MUSÉE 29 – EVOLUTION

Evolution explores the concepts of progress, transformation, growth, and advancement in an age when images are taking a dramatic shift in the role they play in our lives.

Exhibition Review: Pete Turner: The Color of Light

Exhibition Review: Pete Turner: The Color of Light

Old Age, 1968 © Pete Turner

Written by Jaden Zalkind

Copy Edited by Kee’nan Haggen

Photo Edited by Athena Abdien

The visual feast of strikingly saturated colors depicting classic Americana, other-worldly landscapes, and hyper-surreal abstractions captured by artist Pete Turner is on display at the Bruce Silverstein Gallery in New York City in his Color of Light exhibition. The bright, saturated colors offer a new glimpse into the world of photography and give the viewer a new perspective on life. Turner would not only set a new bar for the limits seen in commercial photography, but he would also come to influence numerous artists of his generation and those who came after him.

French Garden, 1988 © Pete Turner

Turner developed his unique style of vivid color by utilizing polarizing filters, colored gels, and multiple exposures to create unnatural effects on seemingly natural photos. This style manufactures a fantasy world with beautiful bright colors that would otherwise not be associated with the settings he captured.

Upon entering the exhibition, visitors are quickly enveloped in an illuminating environment with photographs possessing every neon color imaginable. Turner’s ubiquitous vivid colors offer the visitors a chance to enter a utopia of happiness and joy with his depictions of seemingly simple photos with a pop. Turner’s generational influence lies within his absence of fear to push the limits of photography and be different. He emerged as an artist in the 40s and 50s, escaping the world of black-and-white photography. Turner’s work sits on the opposite end of the spectrum with his intensely bright images.

A Day In My Life, 1961 © Pete Turner

Turner’s "Welcome" piece captures a large old-school sign that reads “Welcome” in red coloring. Behind the welcome sign is an empty blue sky with a few others. The blue sky is in the photograph's background, but it is the first thing your eyes are drawn to. This is an excellent piece to begin his series — commercial signs.

Turner’s “Texascape” piece enthralls the audience and questions their eye. Somehow, Turner manages to make this photo radiant, intense, calming, and gentle simultaneously. The dark sky background, shiny cars, and glimmering overhead lights offset each other and construct a wonderful ambiance. “French Garden” is a highly saturated piece that turns the original image completely on its head. The original image would have possessed a prominence of green and blue, yet Turner turned the whole picture to a washed-out orange. The new color that Turner provides makes the image seem like something it’s not. This French Garden now looks to be an image of a dessert sandstorm with a clear beginning and blurry finish. His ability to capture an already beautiful image and then create his world with it is a talent that is extraordinarily unique and fascinating.

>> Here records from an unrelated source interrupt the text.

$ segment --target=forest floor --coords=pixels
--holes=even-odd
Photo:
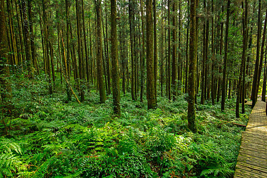
[[[2,113],[0,177],[231,177],[242,132],[251,110],[235,117],[235,99],[197,105],[198,133],[187,128],[186,95],[158,97],[158,108],[121,94],[122,116],[112,95],[99,104],[96,91],[67,103],[60,81],[47,95],[42,78],[13,80],[12,109]],[[62,92],[64,91],[64,92]],[[198,97],[199,98],[199,97]]]

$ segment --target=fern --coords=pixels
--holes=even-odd
[[[42,165],[36,170],[34,174],[34,177],[43,177],[49,166],[52,164],[53,161],[55,159],[55,157],[52,156],[47,160]]]

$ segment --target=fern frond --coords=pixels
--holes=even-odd
[[[34,174],[34,177],[43,177],[49,166],[51,165],[55,158],[54,156],[48,159],[38,169]]]

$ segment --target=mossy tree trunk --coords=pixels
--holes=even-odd
[[[147,109],[156,108],[153,57],[153,20],[152,0],[146,0],[146,78]]]
[[[111,41],[111,65],[112,77],[112,94],[114,113],[121,115],[120,106],[120,81],[118,71],[118,46],[117,41],[117,17],[116,0],[110,1],[111,22],[110,30]]]
[[[96,2],[96,10],[97,12],[97,75],[100,103],[104,103],[106,101],[106,93],[104,86],[103,77],[103,58],[102,58],[102,9],[101,0],[97,0]]]

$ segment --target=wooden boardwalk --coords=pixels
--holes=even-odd
[[[241,145],[234,177],[267,177],[267,116],[265,103],[257,101]]]

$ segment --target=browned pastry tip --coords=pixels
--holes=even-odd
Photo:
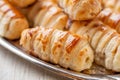
[[[0,0],[0,35],[7,39],[18,39],[28,28],[25,17],[7,0]]]
[[[102,9],[101,0],[57,0],[72,20],[89,20]]]
[[[106,69],[120,72],[120,34],[99,20],[93,20],[88,25],[74,22],[71,31],[88,38],[95,51],[95,62]],[[80,26],[80,27],[78,27]]]
[[[18,6],[18,7],[27,7],[34,3],[37,0],[9,0],[13,5]]]
[[[22,32],[20,45],[42,60],[74,71],[89,69],[94,59],[86,38],[57,29],[26,29]]]

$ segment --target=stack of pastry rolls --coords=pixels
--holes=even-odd
[[[8,0],[0,0],[0,35],[7,39],[18,39],[28,28],[26,18]]]
[[[74,0],[64,0],[64,3],[61,2],[60,0],[40,1],[41,6],[36,11],[36,15],[29,16],[33,19],[33,24],[40,27],[24,30],[20,45],[30,54],[64,68],[74,71],[90,69],[94,61],[94,52],[88,39],[64,30],[68,26],[70,18],[71,21],[93,19],[102,8],[101,1],[78,0],[74,2]],[[73,5],[70,6],[70,3]],[[67,8],[68,12],[65,6],[71,7]],[[83,10],[82,8],[85,6],[86,10]],[[30,13],[34,12],[35,7],[36,5],[33,6]],[[69,11],[72,14],[69,14]],[[83,17],[78,15],[80,12]]]

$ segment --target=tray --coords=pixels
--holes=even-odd
[[[71,79],[83,79],[83,80],[120,80],[120,74],[116,75],[105,75],[105,74],[84,74],[79,72],[74,72],[59,67],[45,61],[42,61],[36,57],[26,54],[26,52],[20,48],[18,41],[9,41],[0,37],[0,45],[10,50],[19,57],[38,65],[39,67],[45,68],[49,71],[52,71],[56,74],[71,78]]]

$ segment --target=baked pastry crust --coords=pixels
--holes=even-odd
[[[7,39],[18,39],[28,28],[25,17],[7,0],[0,0],[0,35]]]
[[[95,63],[104,66],[106,69],[120,72],[119,44],[120,35],[116,30],[103,24],[99,20],[94,20],[88,25],[81,26],[79,22],[74,22],[76,31],[71,28],[70,31],[88,38],[90,45],[95,51]],[[72,30],[73,29],[73,30]]]
[[[72,20],[93,19],[101,11],[101,0],[57,0]]]
[[[13,5],[18,7],[27,7],[34,3],[36,0],[9,0]]]
[[[57,29],[26,29],[20,45],[42,60],[75,71],[89,69],[94,59],[86,38]]]

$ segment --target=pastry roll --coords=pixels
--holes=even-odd
[[[53,1],[53,0],[38,0],[38,1],[36,1],[36,3],[34,4],[34,5],[32,5],[30,8],[27,8],[28,10],[28,12],[29,13],[27,13],[27,17],[28,17],[28,20],[30,21],[30,23],[33,23],[34,22],[34,20],[35,20],[35,17],[36,17],[36,15],[35,14],[38,14],[38,12],[41,10],[41,9],[43,9],[43,8],[48,8],[48,7],[50,7],[50,6],[52,6],[52,5],[57,5],[56,3],[55,3],[55,1]],[[34,25],[34,24],[33,24]]]
[[[42,60],[75,71],[89,69],[94,59],[86,38],[57,29],[26,29],[22,32],[20,45]]]
[[[111,28],[116,29],[120,33],[120,14],[113,12],[111,9],[106,8],[97,16],[103,23],[109,25]]]
[[[120,0],[103,0],[104,8],[110,8],[114,12],[120,13]]]
[[[9,0],[12,4],[18,7],[27,7],[34,3],[36,0]]]
[[[57,5],[41,9],[35,17],[34,25],[63,30],[68,16]]]
[[[72,20],[93,19],[101,11],[101,0],[57,0]]]
[[[88,38],[95,51],[95,63],[104,66],[106,69],[120,72],[120,65],[117,65],[120,61],[120,34],[97,20],[84,26],[81,26],[78,22],[73,24],[80,26],[75,31],[77,34],[85,35]],[[70,31],[73,31],[72,29],[74,28],[71,28]]]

Cannonball, 1961 © Pete Turner

Texascape, 1974 © Pete Turner

Pete Turner’s Color of Light at the Bruce Silverstein Gallery is enthralling as he takes visitors through an intensely vivid and surprising journey of his overexposed and complex compositions. This exhibition displays many of Turner’s most celebrated works over his masterful and inspirational life as a photographer and influencer. The collection encapsulates why Turner was and still is a beloved artist.